February 17, 20205 yr I'm pretty sure the answer is no, but is there a way to capture the position of a window so that I can do a script that will snap it back to its original position when a user moves it? As far as I know, there are no script triggers that can run when a window is moved, just changed (dimension, mode, etc.)
February 18, 20205 yr This is the first I’ve heard such a request. What’s the use case? Why do you care that the user moved the window?
February 18, 20205 yr Author Good question... I have a window acting as a kind of launcher with buttons. It's only 100 pixels wide. Some of the buttons have popup windows that in turn open a card window that is much larger. Since a new card window is based on the parent, I've done some convoluted math to make sure it appears on the screen near the main window. The problem is, if the user moves the main window, the card may end up off the screen with no way to interact with it. That's why I want to move the main window back to its original location if they move it. I have set a script step that moves the main window when the card window is opened, but that doesn't prevent them from moving it after the card appears.

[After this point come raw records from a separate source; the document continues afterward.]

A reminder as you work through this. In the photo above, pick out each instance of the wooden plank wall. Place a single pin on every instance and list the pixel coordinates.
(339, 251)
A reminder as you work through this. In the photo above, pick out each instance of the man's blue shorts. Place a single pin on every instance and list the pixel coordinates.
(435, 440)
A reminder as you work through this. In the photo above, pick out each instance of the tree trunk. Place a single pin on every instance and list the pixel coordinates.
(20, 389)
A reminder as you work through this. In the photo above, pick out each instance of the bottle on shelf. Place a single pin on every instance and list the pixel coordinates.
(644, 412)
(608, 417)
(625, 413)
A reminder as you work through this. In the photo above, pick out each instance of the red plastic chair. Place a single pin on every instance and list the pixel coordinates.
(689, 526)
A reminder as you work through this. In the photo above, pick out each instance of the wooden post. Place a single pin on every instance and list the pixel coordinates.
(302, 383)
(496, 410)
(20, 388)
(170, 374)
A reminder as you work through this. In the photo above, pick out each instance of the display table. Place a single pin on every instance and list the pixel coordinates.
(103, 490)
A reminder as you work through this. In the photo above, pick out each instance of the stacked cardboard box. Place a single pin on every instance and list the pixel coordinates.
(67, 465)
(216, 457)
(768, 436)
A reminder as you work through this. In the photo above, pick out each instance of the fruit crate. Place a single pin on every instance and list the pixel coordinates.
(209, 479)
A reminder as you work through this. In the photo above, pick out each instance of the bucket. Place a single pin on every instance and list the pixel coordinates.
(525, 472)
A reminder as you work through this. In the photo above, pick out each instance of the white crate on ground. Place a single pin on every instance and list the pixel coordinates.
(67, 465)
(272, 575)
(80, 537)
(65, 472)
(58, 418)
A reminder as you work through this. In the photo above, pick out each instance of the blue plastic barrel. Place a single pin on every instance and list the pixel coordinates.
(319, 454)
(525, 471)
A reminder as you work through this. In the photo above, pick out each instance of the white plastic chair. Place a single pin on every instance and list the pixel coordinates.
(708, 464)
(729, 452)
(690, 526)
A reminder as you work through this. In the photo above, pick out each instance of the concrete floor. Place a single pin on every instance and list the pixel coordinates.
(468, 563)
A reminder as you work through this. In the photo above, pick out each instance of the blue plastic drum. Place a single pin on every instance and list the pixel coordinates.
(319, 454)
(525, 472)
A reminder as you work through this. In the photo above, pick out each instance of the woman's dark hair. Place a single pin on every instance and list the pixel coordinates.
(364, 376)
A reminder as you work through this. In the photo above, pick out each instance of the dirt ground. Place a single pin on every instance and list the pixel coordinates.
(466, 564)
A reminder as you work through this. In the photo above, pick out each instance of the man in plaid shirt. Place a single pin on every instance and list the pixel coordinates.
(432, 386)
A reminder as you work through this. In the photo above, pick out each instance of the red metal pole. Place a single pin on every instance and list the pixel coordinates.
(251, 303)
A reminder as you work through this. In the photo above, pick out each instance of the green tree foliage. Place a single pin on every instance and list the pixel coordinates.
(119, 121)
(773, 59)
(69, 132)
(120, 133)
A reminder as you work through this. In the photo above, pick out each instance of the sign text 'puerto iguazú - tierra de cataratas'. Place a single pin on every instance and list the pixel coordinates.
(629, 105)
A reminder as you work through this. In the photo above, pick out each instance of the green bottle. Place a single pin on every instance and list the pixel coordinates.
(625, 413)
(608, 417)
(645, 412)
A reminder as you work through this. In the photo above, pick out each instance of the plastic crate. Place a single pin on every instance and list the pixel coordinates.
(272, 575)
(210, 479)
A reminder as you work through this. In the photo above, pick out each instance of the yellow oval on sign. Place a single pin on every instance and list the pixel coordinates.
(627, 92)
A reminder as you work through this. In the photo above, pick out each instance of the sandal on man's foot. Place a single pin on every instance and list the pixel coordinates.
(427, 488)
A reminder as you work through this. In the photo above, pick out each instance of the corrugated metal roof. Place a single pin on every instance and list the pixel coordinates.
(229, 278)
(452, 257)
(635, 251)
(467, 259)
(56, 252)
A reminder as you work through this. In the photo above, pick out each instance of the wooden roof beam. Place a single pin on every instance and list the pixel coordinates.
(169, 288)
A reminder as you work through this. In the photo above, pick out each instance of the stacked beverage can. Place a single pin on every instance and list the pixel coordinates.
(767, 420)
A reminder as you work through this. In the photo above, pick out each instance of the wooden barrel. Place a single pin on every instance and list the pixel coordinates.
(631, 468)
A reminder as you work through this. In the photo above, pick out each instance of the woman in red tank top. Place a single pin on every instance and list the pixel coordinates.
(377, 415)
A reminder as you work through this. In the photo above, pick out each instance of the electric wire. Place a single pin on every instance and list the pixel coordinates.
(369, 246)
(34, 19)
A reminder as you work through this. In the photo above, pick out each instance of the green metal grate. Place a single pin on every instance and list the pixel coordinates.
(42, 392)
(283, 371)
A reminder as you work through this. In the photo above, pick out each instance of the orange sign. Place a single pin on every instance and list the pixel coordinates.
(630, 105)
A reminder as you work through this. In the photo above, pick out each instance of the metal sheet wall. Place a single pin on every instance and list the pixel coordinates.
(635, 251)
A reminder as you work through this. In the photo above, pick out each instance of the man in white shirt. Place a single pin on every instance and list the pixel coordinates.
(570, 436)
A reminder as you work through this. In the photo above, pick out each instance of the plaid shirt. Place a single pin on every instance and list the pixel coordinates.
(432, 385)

February 19, 20205 yr 21 hours ago, vinnygi said: I've done some convoluted math to make sure it appears on the screen near the main window. The problem is, if the user moves the main window, the card may end up off the screen with no way to interact with it. Can't you use some more "convoluted math" to prevent this from happening?

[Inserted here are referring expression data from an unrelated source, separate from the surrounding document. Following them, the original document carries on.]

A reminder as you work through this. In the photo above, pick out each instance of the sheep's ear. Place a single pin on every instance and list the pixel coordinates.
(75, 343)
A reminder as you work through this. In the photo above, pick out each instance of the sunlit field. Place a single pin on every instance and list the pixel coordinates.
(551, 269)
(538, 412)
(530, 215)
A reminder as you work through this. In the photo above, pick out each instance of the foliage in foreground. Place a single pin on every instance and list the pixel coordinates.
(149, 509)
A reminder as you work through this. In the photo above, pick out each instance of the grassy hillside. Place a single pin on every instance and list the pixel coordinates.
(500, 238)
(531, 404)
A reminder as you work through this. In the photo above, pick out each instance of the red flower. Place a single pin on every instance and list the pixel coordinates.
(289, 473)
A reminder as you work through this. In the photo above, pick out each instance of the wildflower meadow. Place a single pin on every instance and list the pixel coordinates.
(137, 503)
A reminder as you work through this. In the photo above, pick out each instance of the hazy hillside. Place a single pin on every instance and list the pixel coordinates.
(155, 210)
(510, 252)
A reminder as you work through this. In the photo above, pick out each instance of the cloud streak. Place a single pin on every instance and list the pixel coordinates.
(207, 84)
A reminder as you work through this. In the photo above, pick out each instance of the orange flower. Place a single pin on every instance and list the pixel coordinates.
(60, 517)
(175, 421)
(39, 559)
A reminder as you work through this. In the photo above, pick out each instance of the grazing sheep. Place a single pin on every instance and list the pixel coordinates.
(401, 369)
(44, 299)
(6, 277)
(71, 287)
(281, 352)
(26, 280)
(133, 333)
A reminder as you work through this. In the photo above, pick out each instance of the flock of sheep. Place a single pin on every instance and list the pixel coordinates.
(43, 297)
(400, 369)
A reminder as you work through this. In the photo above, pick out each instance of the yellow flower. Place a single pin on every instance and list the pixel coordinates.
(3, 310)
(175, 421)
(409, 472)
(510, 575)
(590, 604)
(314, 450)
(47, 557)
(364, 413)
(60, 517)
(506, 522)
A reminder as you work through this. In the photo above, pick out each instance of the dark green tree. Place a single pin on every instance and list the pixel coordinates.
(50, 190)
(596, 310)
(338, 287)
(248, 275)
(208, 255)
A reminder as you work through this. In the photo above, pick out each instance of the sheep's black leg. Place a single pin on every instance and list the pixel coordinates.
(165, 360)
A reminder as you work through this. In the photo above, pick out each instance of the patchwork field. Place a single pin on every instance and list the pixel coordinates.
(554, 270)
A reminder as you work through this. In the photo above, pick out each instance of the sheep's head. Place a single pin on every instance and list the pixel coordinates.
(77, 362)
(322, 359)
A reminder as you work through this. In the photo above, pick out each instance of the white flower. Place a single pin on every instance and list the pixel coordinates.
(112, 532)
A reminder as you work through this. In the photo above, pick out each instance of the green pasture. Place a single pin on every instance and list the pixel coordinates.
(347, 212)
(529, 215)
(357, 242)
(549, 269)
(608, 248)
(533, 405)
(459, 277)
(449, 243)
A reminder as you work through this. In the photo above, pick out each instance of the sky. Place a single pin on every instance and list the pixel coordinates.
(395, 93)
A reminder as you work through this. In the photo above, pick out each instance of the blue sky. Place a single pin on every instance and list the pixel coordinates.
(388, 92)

February 19, 20205 yr Spawn a regular window off-screen. Pop the card window from that. Then the user can't move. It will need to be based on it's own file, or the user won't be able to do anything else with any window. Generally, I'm not a fan of forcing things on the user, unless absolutely necessary. So you will need to consider if that's really necessary vs just having a floating window they can place where they want. You may also need to do some dancing to make sure scripts don't inadvertently take over that launcher window. A separate file can go a long way in making that management easier.